We have a tox-enabled project (let's call it "main" project) which has a dependency on another tox project (let's call it "library" project) - all united in one repository since it is all part of a large overarching project.
How the project works for the regular user
For a regular install as an end-user you would simply install "library" first and then "main", right from the repository or whatever sources, and then run it.
What our issue is with tox
However, as a developer the situation is different, because "tox" should work and you might want to have multiple versions around at the same time.
You usually check out the large overarching repository and then the filesystem layout is this:
overarchingproject/main/
overarchingproject/main/src/
overarchingproject/main/tox.ini
overarchingproject/main/setup.py
...
overarchingproject/library/
overarchingproject/library/src/
overarchingproject/library/tox.ini
overarchingproject/library/setup.py
...
Now if I go into main/ and type "tox", this happens:
Current behavior: It will try to build the "main" project with the dependency on "library" - which will obviously result in an attempt to get "library" from pip. However, the project is not released yet (therefore not on pip) so it won't work - even though the lib is right there in the same repo.
Result: it doesn't work.
Workaround 1: We could set up our own package index/ask users to do that. However, asking everyone contributing to the project to do that with DevPI or similar just to be able to run the unit tests seems not such a good idea, so we'd need to do it centrally.
But if we provided a package index at some central place or a pip package for "library", people couldn't run the tests of "main" easily with involvement of a modified version of "library" they created themselves:
"library" is in the same repository after all, so people might as well modify it at some point.

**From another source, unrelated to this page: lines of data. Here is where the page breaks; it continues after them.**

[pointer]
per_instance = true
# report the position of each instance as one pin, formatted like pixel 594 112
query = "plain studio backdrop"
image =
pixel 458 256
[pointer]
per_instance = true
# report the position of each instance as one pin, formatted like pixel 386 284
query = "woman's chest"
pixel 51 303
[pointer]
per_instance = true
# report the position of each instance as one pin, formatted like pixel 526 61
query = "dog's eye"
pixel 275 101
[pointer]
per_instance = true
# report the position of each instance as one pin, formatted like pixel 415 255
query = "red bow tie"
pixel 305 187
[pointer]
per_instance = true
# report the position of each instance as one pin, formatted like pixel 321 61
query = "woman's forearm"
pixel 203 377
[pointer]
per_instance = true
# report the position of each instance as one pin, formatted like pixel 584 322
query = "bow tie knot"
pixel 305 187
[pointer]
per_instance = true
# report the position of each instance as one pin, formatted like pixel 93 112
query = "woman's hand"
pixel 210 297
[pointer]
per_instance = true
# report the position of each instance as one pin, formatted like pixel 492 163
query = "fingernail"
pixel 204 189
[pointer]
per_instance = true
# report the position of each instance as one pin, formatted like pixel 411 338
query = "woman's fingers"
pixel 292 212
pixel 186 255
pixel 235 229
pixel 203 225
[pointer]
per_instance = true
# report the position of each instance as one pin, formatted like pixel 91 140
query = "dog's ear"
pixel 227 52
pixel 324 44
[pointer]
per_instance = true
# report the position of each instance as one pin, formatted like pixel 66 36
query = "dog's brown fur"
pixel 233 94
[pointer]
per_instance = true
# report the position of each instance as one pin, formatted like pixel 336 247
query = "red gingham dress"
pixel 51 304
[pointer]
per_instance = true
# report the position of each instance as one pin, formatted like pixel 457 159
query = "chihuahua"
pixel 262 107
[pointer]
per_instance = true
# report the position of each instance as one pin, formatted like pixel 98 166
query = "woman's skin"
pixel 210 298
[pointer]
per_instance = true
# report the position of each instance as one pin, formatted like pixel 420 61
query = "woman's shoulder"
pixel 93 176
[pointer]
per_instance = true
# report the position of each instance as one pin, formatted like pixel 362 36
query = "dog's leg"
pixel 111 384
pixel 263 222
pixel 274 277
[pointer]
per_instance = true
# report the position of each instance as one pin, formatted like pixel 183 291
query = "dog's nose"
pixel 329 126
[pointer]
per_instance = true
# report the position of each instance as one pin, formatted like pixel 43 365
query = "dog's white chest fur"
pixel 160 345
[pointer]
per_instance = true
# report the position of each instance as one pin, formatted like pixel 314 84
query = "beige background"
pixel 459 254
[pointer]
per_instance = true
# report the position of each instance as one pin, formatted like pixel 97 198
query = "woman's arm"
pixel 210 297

That typing "tox" inside the "main" project folder will not easily pick up upon the present neighbouring "library" version but only a prepackaged online thing isn't exactly intuitive.

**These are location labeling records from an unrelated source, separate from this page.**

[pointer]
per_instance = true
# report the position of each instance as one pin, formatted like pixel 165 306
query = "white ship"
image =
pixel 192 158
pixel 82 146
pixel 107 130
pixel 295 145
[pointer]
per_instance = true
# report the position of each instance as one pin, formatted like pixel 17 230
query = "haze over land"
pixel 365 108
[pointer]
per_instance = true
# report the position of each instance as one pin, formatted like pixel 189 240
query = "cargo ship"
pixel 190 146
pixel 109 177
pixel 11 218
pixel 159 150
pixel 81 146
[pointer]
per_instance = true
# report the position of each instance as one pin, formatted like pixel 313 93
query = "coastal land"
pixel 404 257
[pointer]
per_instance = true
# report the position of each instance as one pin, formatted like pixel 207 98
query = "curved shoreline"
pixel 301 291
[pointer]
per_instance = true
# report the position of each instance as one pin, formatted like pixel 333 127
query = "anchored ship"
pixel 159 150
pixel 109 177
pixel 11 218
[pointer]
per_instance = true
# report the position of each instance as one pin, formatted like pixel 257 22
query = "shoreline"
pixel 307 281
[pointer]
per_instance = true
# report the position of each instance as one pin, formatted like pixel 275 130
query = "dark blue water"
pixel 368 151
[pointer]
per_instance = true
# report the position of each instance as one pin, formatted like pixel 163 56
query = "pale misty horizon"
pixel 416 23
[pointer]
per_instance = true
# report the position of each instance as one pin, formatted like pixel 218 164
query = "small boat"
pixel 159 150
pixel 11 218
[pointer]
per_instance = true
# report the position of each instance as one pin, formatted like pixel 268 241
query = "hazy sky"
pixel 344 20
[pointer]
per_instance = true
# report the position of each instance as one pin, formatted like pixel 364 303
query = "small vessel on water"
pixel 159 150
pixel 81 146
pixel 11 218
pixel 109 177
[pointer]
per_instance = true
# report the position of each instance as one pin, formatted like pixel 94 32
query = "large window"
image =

Workaround 2: We tried sitepackages=True and installing "library" in the system - however, sitepackages=True has caused us notable amount of troubles and it doesn't seem a good idea in general.
Desired behavior: We want tox to use the local version of the "library" in that folder right in the same overarching repository which people will usually get in one thing:
That version might be newer or even locally modified, so this is clearly what the dev user wants to use. And it exists, which cannot be said about the pip package right now.
Why do we want the overarching repository anyway with subprojects ("main", "library", ...) and not just one single project?
We develop a multi-daemon large project with many daemons for various purposes, with shared code in some libs to form a university course management system (which deals with forums, course management with possibility to hand in things, attached code versioning systems for student projects etc.).
It is possible to just use a subset of daemons, so it makes sense that they are separate projects, but still they are connected enough that most people would want to have most of them - therefore all of them in one repository.
The library itself is also suitable to be used for entirely different projects, but it is usually used for ours to start with - so that is where it is stuffed into the repository. So that means it is always around in the given relative path, but it has its separate tox.ini and unit tests.
TL;DR / Summary
So how can we make tox look for a specific dependency in another toxable project folder instead of just pip when installing a project?
Of course "main"'s regular setup.py install process shouldn't mess around with tox or searching the local disk: it should just check for one specific relative path, and then give up if that one is not present (and fall back to pip or whatever).
So best would be if the relative path could be somehow stored in tox.ini.
Or is this all just a pretty bad idea? Should we solve this differently to make our "main" project easily toxable with the latest local dev version of "library" as present in the local repository?
[tox]envlist is only a default — a list of environments to run when tox is invoked without option -e and without TOXENV environment variable. Once you use tox -e [tox]envlist is ignored. You can run local environment with different python versions, but I don't know any way to run it multiple times.
Tox is a tool that creates virtual environments, and installs the configured dependencies for those environments, for the purpose of testing a Python package (i.e. something that will be shared via PyPi, and so it only works with code that defines a setup.py ).
You can use pip's --editable option in your main project, like followings:
deps =
--editable=file:///{toxinidir}/../library
-r{toxinidir}/requirements.txt
P.S. Don't use this style: -e file:///{toxinidir}/../library, because tox pass whole string as an argument to argparse in error foramt.